Tout ce processus se déroule dans l’ombre, et les créateurs n’ont aucune possibilité de résistance. Beaucoup d’entre eux ne découvriront peut-être qu’un jour lointain, en reconnaissant une œuvre semblable à la leur dans un modèle d’IA, que leurs créations ont été vendues par une plateforme à une entreprise d’IA sans leur consentement.
Pour résoudre les difficultés d’attribution des droits et de protection des revenus des créateurs, le Web3 pourrait offrir une solution intéressante. Alors que les entreprises d’IA atteignent des sommets boursiers sur le marché américain, les cryptomonnaies liées au concept d’IA dans l’écosystème Web3 connaissent également une envolée spectaculaire. Grâce à ses caractéristiques de décentralisation et d’immutabilité, la blockchain dispose d’un avantage naturel pour protéger les droits des créateurs.
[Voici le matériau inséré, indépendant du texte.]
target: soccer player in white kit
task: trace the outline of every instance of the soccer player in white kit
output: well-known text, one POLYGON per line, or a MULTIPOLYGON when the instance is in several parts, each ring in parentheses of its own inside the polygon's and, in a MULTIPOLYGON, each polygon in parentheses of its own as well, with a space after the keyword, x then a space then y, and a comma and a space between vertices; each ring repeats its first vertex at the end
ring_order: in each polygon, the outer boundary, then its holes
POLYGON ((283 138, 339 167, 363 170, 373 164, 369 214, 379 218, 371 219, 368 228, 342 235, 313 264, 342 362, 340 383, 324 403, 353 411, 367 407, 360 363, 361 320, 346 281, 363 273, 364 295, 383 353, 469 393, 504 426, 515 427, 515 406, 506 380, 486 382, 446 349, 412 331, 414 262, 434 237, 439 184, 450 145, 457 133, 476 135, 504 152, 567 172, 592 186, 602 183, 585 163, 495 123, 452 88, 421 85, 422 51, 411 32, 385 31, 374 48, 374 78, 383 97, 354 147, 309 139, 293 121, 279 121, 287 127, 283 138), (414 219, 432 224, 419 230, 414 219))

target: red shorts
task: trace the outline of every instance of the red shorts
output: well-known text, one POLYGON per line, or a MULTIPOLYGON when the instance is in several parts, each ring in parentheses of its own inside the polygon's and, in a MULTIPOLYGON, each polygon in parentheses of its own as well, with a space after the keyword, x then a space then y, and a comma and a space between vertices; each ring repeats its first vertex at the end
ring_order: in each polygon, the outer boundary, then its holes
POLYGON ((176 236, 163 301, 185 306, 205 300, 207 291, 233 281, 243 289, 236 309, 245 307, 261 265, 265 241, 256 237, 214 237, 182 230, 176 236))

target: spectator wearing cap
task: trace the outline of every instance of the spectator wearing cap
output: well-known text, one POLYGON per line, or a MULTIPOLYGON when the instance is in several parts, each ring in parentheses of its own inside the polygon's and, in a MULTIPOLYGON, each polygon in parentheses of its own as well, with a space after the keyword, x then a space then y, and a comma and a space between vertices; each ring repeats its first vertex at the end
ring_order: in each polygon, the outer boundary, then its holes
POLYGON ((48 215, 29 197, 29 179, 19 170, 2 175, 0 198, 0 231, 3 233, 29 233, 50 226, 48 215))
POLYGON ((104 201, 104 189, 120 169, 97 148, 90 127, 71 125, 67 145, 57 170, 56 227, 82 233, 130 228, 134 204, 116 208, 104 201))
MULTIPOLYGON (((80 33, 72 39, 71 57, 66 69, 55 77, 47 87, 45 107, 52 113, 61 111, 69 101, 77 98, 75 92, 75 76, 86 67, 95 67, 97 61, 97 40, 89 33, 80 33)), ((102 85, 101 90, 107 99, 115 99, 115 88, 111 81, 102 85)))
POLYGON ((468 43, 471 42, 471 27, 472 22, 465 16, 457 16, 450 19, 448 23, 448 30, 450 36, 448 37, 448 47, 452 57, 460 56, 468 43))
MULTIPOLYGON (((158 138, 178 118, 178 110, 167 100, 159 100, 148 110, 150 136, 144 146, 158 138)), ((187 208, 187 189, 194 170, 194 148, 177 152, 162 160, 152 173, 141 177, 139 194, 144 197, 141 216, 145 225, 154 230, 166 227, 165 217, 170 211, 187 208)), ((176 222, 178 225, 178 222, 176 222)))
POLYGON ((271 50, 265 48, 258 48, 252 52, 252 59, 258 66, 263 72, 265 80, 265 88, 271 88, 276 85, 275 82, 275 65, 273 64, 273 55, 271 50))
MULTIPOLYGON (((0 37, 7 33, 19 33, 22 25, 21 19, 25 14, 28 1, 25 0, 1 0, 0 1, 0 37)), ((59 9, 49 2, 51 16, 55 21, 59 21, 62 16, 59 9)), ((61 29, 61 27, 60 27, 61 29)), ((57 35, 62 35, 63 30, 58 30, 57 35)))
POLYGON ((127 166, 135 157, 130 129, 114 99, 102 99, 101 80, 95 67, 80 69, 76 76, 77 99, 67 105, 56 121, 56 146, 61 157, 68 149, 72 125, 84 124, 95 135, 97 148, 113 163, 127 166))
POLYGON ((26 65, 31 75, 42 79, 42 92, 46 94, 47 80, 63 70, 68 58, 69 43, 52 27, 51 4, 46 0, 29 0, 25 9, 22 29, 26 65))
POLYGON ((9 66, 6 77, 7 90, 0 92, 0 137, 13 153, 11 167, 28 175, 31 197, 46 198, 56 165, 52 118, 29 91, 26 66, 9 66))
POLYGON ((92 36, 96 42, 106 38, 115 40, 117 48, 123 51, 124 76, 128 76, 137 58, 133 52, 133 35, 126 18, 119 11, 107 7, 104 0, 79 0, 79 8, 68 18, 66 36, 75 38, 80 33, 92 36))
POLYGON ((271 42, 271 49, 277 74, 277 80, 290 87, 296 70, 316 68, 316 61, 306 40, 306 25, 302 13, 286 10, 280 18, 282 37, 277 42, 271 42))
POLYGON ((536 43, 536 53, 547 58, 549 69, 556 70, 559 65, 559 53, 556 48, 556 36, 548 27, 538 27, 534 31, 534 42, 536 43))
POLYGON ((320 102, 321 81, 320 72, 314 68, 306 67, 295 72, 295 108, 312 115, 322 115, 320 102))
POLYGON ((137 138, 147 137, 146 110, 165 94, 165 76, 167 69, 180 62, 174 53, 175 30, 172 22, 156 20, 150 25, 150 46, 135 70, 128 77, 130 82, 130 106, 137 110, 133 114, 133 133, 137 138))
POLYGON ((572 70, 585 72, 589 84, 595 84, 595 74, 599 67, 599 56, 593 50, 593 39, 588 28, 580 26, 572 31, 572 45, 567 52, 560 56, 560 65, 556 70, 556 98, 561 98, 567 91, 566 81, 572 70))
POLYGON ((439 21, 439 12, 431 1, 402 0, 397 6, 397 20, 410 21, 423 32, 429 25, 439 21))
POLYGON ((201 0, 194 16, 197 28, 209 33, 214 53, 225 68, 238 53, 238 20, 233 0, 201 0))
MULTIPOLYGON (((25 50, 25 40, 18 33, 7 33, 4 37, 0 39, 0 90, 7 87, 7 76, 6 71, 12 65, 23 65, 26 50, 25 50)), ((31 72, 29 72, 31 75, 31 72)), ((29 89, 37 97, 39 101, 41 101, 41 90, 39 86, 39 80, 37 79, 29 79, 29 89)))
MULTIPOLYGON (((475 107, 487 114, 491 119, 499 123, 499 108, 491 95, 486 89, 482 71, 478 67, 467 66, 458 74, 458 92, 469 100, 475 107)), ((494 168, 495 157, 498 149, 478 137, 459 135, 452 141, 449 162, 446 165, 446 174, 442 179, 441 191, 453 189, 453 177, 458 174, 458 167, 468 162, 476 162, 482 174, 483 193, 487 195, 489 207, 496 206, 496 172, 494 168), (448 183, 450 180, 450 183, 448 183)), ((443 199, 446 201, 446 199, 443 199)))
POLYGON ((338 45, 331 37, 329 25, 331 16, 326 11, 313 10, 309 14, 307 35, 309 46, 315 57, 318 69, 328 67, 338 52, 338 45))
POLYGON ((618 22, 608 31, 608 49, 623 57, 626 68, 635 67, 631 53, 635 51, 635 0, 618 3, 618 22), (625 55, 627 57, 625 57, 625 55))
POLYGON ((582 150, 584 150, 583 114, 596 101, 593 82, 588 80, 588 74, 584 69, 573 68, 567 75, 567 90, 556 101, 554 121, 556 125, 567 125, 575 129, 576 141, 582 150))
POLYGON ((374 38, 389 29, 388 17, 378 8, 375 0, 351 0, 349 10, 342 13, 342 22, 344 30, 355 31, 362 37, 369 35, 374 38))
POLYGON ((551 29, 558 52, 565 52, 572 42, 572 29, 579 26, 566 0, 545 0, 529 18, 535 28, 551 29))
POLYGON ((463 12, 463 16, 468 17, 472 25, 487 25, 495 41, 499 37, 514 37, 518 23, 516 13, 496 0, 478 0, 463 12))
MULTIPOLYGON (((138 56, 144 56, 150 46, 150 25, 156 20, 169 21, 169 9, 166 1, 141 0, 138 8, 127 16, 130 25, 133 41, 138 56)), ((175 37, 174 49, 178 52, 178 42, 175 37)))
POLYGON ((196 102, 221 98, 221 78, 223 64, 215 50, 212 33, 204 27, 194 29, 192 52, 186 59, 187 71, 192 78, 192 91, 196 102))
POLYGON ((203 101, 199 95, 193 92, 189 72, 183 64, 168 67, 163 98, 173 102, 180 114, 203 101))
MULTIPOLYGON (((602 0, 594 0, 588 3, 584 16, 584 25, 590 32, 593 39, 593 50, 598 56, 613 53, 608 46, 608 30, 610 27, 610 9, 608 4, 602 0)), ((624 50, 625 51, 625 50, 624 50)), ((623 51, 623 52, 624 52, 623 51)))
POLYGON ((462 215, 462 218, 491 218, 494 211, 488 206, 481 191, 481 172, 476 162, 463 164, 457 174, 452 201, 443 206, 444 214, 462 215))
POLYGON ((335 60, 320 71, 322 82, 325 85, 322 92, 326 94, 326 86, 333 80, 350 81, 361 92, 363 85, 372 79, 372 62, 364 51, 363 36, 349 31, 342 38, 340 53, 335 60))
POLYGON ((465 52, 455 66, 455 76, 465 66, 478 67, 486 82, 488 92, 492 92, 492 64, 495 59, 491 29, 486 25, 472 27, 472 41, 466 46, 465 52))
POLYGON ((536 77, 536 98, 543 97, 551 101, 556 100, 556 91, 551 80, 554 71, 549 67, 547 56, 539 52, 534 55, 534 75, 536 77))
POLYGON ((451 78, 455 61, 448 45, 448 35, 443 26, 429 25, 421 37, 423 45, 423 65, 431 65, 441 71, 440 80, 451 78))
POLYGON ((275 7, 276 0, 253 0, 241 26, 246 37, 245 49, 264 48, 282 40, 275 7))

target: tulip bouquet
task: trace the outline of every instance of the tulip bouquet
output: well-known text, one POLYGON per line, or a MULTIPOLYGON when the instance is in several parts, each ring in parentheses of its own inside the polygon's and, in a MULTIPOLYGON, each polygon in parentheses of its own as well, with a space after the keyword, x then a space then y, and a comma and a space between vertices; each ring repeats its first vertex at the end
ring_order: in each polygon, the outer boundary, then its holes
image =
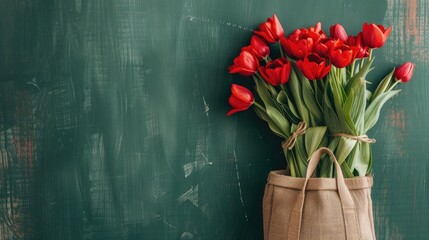
MULTIPOLYGON (((275 15, 262 23, 229 67, 229 72, 252 77, 255 94, 232 84, 227 115, 254 106, 273 133, 283 138, 283 152, 293 177, 305 176, 308 158, 319 147, 330 148, 344 176, 365 176, 372 170, 367 136, 387 100, 399 93, 398 83, 410 80, 414 64, 407 62, 379 81, 374 91, 366 79, 374 63, 372 51, 384 45, 391 27, 364 23, 356 36, 340 24, 328 37, 317 23, 288 36, 275 15), (278 55, 270 56, 277 45, 278 55)), ((333 177, 325 157, 318 177, 333 177)))

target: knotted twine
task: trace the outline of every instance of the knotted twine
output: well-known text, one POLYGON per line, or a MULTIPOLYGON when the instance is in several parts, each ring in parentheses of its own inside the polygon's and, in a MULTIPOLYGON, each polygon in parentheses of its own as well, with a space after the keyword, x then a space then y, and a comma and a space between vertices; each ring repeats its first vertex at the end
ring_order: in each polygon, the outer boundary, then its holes
POLYGON ((345 137, 348 139, 353 139, 360 142, 366 142, 366 143, 375 143, 376 140, 374 138, 369 138, 368 135, 360 135, 360 136, 353 136, 347 133, 335 133, 332 135, 334 137, 345 137))
POLYGON ((307 123, 305 122, 298 123, 298 126, 295 132, 293 132, 292 135, 290 135, 290 137, 288 137, 285 141, 283 141, 282 143, 283 149, 291 150, 295 146, 296 138, 301 135, 304 135, 306 130, 307 130, 307 123))

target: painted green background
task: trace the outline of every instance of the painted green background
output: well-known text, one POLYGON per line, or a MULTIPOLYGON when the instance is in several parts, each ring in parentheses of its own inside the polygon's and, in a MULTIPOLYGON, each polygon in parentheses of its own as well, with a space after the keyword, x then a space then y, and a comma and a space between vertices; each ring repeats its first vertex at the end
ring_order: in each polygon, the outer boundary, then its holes
MULTIPOLYGON (((393 26, 377 80, 413 80, 374 145, 378 239, 429 234, 429 4, 423 0, 2 0, 0 239, 262 239, 281 139, 251 111, 225 117, 227 67, 276 13, 393 26)), ((245 84, 245 83, 244 83, 245 84)))

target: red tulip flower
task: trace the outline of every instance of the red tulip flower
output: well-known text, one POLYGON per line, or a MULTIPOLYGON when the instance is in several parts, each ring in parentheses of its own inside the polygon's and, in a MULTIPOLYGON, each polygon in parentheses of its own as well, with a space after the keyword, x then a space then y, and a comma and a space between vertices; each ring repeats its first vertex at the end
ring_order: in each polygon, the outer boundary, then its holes
POLYGON ((281 38, 280 42, 286 55, 295 59, 303 59, 305 55, 313 51, 313 47, 326 38, 320 23, 314 27, 296 29, 287 38, 281 38))
POLYGON ((278 86, 289 81, 291 63, 286 58, 278 58, 259 67, 259 73, 269 84, 278 86))
POLYGON ((270 54, 270 47, 267 43, 260 37, 253 35, 250 39, 250 48, 253 53, 259 60, 266 58, 270 54))
POLYGON ((332 38, 325 38, 320 40, 313 47, 313 52, 317 53, 317 55, 323 58, 329 58, 329 53, 334 44, 339 43, 338 41, 334 41, 332 38))
POLYGON ((414 63, 406 62, 396 68, 395 72, 393 73, 393 76, 397 81, 406 83, 410 81, 410 79, 413 77, 414 72, 414 63))
POLYGON ((315 53, 307 54, 304 60, 296 62, 296 66, 308 80, 321 79, 331 70, 331 65, 326 66, 326 59, 315 53))
POLYGON ((363 43, 369 48, 379 48, 389 37, 392 27, 385 29, 382 25, 364 23, 362 26, 363 43))
POLYGON ((369 56, 369 47, 363 44, 362 32, 360 32, 357 36, 349 36, 346 43, 350 47, 359 48, 356 58, 366 58, 369 56))
POLYGON ((345 44, 333 47, 329 54, 331 64, 337 68, 347 67, 356 59, 358 52, 358 47, 349 47, 345 44))
POLYGON ((259 60, 250 49, 242 49, 240 55, 234 58, 234 64, 229 66, 229 73, 239 73, 245 77, 254 74, 259 68, 259 60))
POLYGON ((253 32, 264 38, 265 41, 269 43, 277 42, 280 37, 283 37, 284 35, 283 27, 276 15, 273 15, 272 18, 268 18, 266 22, 263 22, 261 25, 259 25, 258 30, 259 31, 253 32))
POLYGON ((231 93, 232 95, 229 97, 228 102, 232 109, 226 114, 227 116, 230 116, 236 112, 247 110, 250 106, 252 106, 255 100, 252 92, 249 89, 237 84, 232 84, 231 93))

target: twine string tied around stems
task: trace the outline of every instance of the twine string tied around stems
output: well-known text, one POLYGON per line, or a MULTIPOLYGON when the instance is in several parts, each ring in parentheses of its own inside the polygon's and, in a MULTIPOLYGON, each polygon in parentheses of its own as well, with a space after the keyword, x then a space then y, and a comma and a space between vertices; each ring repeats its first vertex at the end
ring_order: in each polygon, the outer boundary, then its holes
POLYGON ((350 135, 348 133, 335 133, 332 136, 334 136, 334 137, 345 137, 348 139, 353 139, 353 140, 365 142, 365 143, 375 143, 376 142, 376 140, 374 138, 369 138, 368 135, 366 135, 366 134, 360 135, 360 136, 354 136, 354 135, 350 135))

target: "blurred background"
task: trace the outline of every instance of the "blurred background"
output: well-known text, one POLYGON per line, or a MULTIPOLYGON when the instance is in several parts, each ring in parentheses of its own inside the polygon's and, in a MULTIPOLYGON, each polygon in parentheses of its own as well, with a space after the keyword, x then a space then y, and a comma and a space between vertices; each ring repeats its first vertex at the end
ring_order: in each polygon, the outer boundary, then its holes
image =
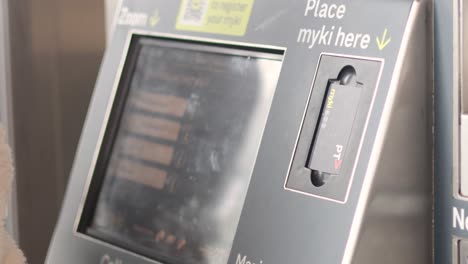
POLYGON ((14 151, 8 229, 44 263, 116 0, 1 0, 0 122, 14 151))

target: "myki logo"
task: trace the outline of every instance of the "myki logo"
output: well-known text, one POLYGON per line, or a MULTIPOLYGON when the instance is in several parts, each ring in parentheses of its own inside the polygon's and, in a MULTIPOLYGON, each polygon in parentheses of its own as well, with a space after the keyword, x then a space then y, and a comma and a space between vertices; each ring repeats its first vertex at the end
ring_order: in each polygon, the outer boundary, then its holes
POLYGON ((112 259, 109 255, 104 255, 101 258, 101 262, 99 264, 123 264, 123 261, 121 259, 112 259))
POLYGON ((333 158, 335 159, 335 170, 338 170, 341 168, 341 163, 343 163, 343 160, 341 159, 341 154, 343 153, 343 146, 342 145, 336 145, 336 152, 333 154, 333 158))

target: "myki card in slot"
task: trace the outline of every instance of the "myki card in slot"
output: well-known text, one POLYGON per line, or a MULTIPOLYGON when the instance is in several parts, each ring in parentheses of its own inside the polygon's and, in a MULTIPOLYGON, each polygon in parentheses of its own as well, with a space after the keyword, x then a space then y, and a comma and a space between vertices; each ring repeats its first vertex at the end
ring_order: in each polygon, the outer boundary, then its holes
POLYGON ((178 96, 140 90, 135 93, 131 104, 147 112, 182 117, 187 109, 188 100, 178 96))
POLYGON ((362 87, 330 83, 308 167, 339 175, 352 133, 362 87))
POLYGON ((178 121, 138 113, 128 114, 125 121, 127 132, 169 141, 177 141, 181 129, 178 121))

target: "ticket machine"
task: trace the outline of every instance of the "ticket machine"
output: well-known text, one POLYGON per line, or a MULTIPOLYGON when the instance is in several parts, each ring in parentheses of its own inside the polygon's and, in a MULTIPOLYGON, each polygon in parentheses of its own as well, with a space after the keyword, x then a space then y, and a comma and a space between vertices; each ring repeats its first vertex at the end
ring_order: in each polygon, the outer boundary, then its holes
POLYGON ((46 263, 431 263, 430 7, 124 0, 46 263))

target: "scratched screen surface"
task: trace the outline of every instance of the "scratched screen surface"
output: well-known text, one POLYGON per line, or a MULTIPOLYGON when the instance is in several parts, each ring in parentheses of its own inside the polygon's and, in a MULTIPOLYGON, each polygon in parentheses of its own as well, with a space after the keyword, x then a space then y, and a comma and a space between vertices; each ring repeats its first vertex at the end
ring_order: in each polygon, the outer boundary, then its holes
POLYGON ((281 57, 151 39, 135 49, 86 233, 162 263, 226 263, 281 57))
Les contenus multimédias tels que les images et vidéos ont déjà connu une adoption massive sur la blockchain durant le boom de 2021. Désormais, l’enregistrement des contenus UGC issus des réseaux sociaux sur la blockchain se développe silencieusement. Par ailleurs, de nombreuses plateformes Web3 combinant IA récompensent déjà les utilisateurs ordinaires ayant contribué à l’entraînement des modèles, qu’ils soient propriétaires de données ou participants à l’entraînement.
Le développement exponentiel des modèles d’IA renforce davantage le besoin d’attribution des droits sur les données. Les créateurs doivent se poser les questions suivantes : pourquoi mes œuvres ont-elles été vendues à une entreprise d’IA à 5 cents pièce sans mon accord ? Pourquoi n’ai-je aucun contrôle sur ce processus, ni aucun bénéfice à en tirer ?
Les plateformes médias exploiteront leurs ressources jusqu’à épuisement sans réussir à apaiser l’anxiété des entreprises d’IA face à la pénurie de données. La condition préalable à une production abondante de données de haute qualité réside dans l’attribution claire des droits et dans une répartition équitable des intérêts entre les créateurs, les plateformes et les entreprises de modèles d’IA.